The Seductive Simplicity of SSE
On paper, Server-Sent Events are a developer’s delight. Need to push notifications, live scores, or stock price updates to a user? SSE lets you do it over a standard HTTP connection without the overhead
of its more famous cousin, WebSockets. The client-side code is trivial: you create an `EventSource` object pointing to a server endpoint, and listen for messages. That’s it. No complex setup, no special protocol, just plain old HTTP. On the server side, it’s just as straightforward. You set a few headers (`Content-Type: text/event-stream`, `Cache-Control: no-cache`) and then write data to the response stream in a simple `data: message ` format. Compared to the bidirectional, protocol-switching dance of WebSockets, SSE feels like a breath of fresh air. It’s designed for a specific job—server-to-client streaming—and the API reflects that elegant focus. This simplicity is its greatest marketing tool, promising real-time functionality without a steep learning curve or adding a new library. It’s the kind of technology that makes you think, “Why isn't everything this easy?”
The Reconnection 'Feature' That Bites Back
One of the most touted features of SSE is automatic reconnection. If the connection drops, the browser will automatically try to reconnect after a few seconds, even remembering the ID of the last message it received so the server can send any missed updates. This sounds fantastic—a self-healing connection with no extra code required. But here’s the catch: the browser doesn’t know *why* the connection dropped. Was it a temporary network hiccup, or did you take the server down for maintenance? The browser doesn't care; it will keep trying to reconnect. This can lead to a “thundering herd” problem, where thousands of clients simultaneously hammer your server as it’s trying to restart, potentially bringing it down again. While you can configure the retry delay, the default behavior can be surprisingly aggressive. What looks like a convenience feature can quickly become a self-inflicted denial-of-service attack if not managed carefully in your infrastructure.
The Invisible Wall of Proxies and Firewalls
SSE works by keeping an HTTP connection open for a long time. In a clean, developer-to-local-server environment, this is fine. In the real world, your traffic passes through countless intermediaries: corporate firewalls, NGINX reverse proxies, cloud load balancers, and more. Many of these are configured to kill idle connections or buffer responses, both of which are fatal to SSE. A proxy might see an open connection with no data flowing for 30 seconds and assume it's stale, terminating it. Another might try to buffer the entire response before sending it to the client, which defeats the purpose of real-time streaming. You won't get an error; your events will just stop arriving. Debugging this is a nightmare, as the problem exists somewhere in the nebulous infrastructure between your server and your user. Getting SSE to work reliably often involves painstakingly configuring every layer of your network stack to play nice with long-lived, unbuffered connections.

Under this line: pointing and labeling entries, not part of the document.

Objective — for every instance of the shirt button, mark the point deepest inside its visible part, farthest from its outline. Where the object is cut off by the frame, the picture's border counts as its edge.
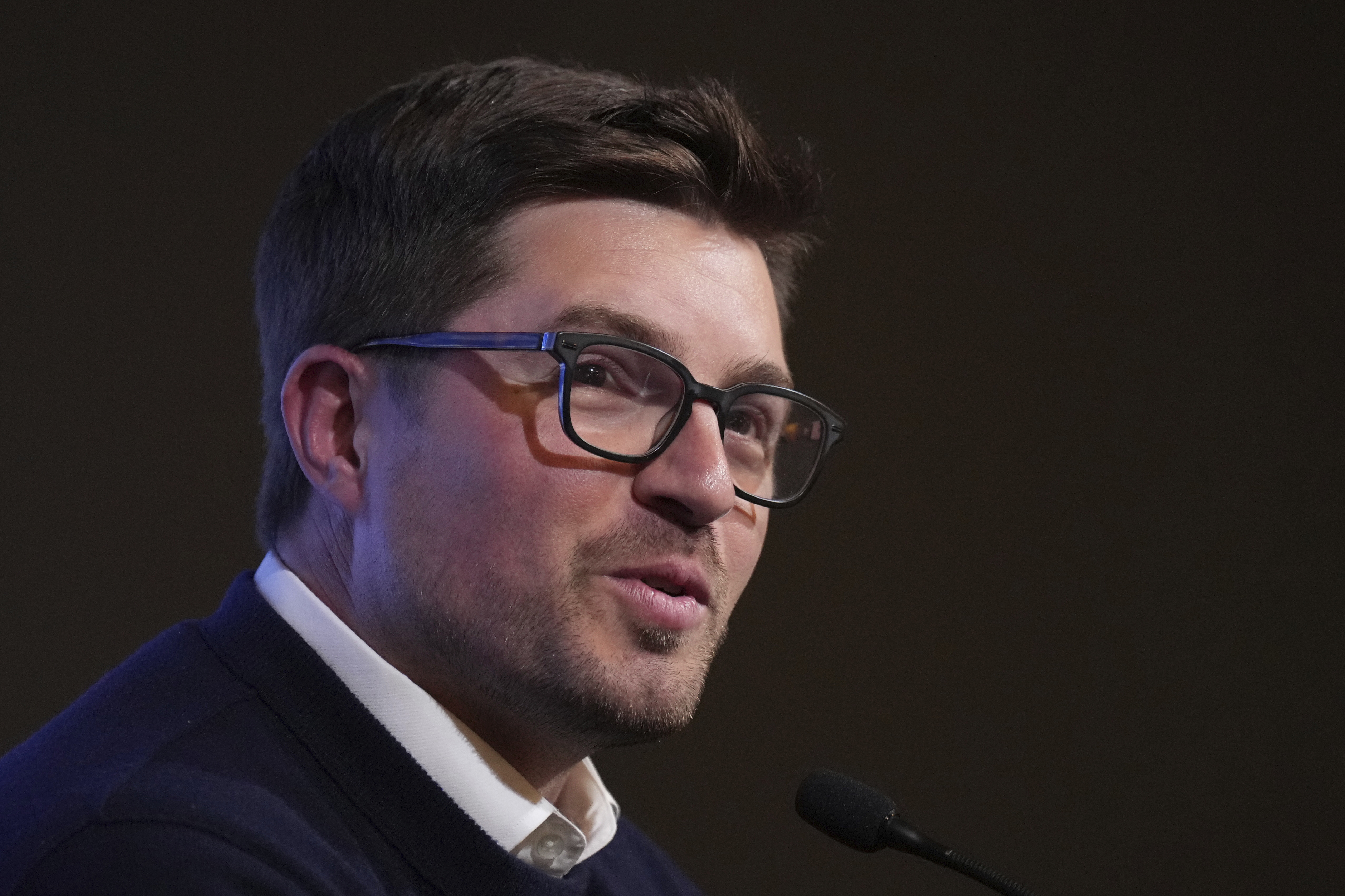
(549, 847)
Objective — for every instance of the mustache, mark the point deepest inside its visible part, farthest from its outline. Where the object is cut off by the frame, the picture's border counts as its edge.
(649, 537)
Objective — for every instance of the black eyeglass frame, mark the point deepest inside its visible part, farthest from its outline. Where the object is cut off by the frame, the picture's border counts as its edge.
(567, 346)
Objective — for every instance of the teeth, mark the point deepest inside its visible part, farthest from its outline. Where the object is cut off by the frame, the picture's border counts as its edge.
(665, 586)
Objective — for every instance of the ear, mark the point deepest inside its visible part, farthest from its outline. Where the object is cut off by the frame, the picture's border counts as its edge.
(323, 400)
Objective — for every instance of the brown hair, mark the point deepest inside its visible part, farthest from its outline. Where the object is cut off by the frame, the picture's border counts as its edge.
(387, 228)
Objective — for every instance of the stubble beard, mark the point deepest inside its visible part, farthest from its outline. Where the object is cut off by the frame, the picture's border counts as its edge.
(529, 657)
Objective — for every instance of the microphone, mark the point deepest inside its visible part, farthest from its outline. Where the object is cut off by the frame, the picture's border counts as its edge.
(863, 819)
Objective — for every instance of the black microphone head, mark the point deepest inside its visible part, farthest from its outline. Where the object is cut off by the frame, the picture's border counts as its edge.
(845, 809)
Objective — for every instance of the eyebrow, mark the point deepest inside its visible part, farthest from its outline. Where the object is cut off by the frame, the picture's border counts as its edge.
(618, 323)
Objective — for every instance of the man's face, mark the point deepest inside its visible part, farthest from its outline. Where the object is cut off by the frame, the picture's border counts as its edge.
(509, 571)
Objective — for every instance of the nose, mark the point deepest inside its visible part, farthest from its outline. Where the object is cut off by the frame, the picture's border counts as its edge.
(690, 482)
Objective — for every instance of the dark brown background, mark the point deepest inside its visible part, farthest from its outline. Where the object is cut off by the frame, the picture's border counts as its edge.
(1073, 590)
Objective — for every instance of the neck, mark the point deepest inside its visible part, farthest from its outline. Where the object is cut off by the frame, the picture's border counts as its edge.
(319, 556)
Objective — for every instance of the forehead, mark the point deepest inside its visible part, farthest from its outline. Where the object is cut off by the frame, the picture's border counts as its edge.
(583, 264)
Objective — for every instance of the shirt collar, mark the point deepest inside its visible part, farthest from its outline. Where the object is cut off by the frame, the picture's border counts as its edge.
(491, 792)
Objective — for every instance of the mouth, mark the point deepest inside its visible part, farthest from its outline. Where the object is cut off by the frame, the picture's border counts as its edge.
(665, 586)
(672, 595)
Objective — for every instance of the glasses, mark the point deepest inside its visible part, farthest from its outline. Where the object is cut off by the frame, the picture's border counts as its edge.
(627, 401)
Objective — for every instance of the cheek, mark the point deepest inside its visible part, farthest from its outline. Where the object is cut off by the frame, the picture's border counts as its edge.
(743, 537)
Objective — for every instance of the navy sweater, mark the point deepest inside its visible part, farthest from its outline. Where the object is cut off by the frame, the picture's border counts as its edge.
(227, 758)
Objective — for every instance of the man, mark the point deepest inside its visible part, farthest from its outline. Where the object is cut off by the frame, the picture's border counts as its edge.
(528, 411)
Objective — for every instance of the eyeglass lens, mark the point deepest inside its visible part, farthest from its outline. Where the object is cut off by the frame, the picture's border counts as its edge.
(625, 401)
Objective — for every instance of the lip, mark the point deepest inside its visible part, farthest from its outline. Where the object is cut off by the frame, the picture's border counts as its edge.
(658, 607)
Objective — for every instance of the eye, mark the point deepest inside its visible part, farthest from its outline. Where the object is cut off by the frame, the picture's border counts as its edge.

The Hidden Cost of State and Connection Limits
Unlike a stateless REST API where a server handles a request and then forgets about it, every active SSE client holds an open connection. This means your server has to maintain state for every single connected user. A thousand users means a thousand open TCP connections. This has significant implications for server memory and resource management. It’s a fundamentally different scaling challenge than stateless traffic. Furthermore, browsers impose their own limits. A browser might only allow a handful of open connections per domain (historically, as few as six). If your user has your app open in multiple tabs, they can quickly exhaust this limit, and new SSE connections (or even requests for images and APIs) will fail to open. While HTTP/2 mitigates this by multiplexing requests over a single connection, many environments still fall back to HTTP/1.1, where this hard limit is a very real constraint that can lead to puzzling and inconsistent bugs.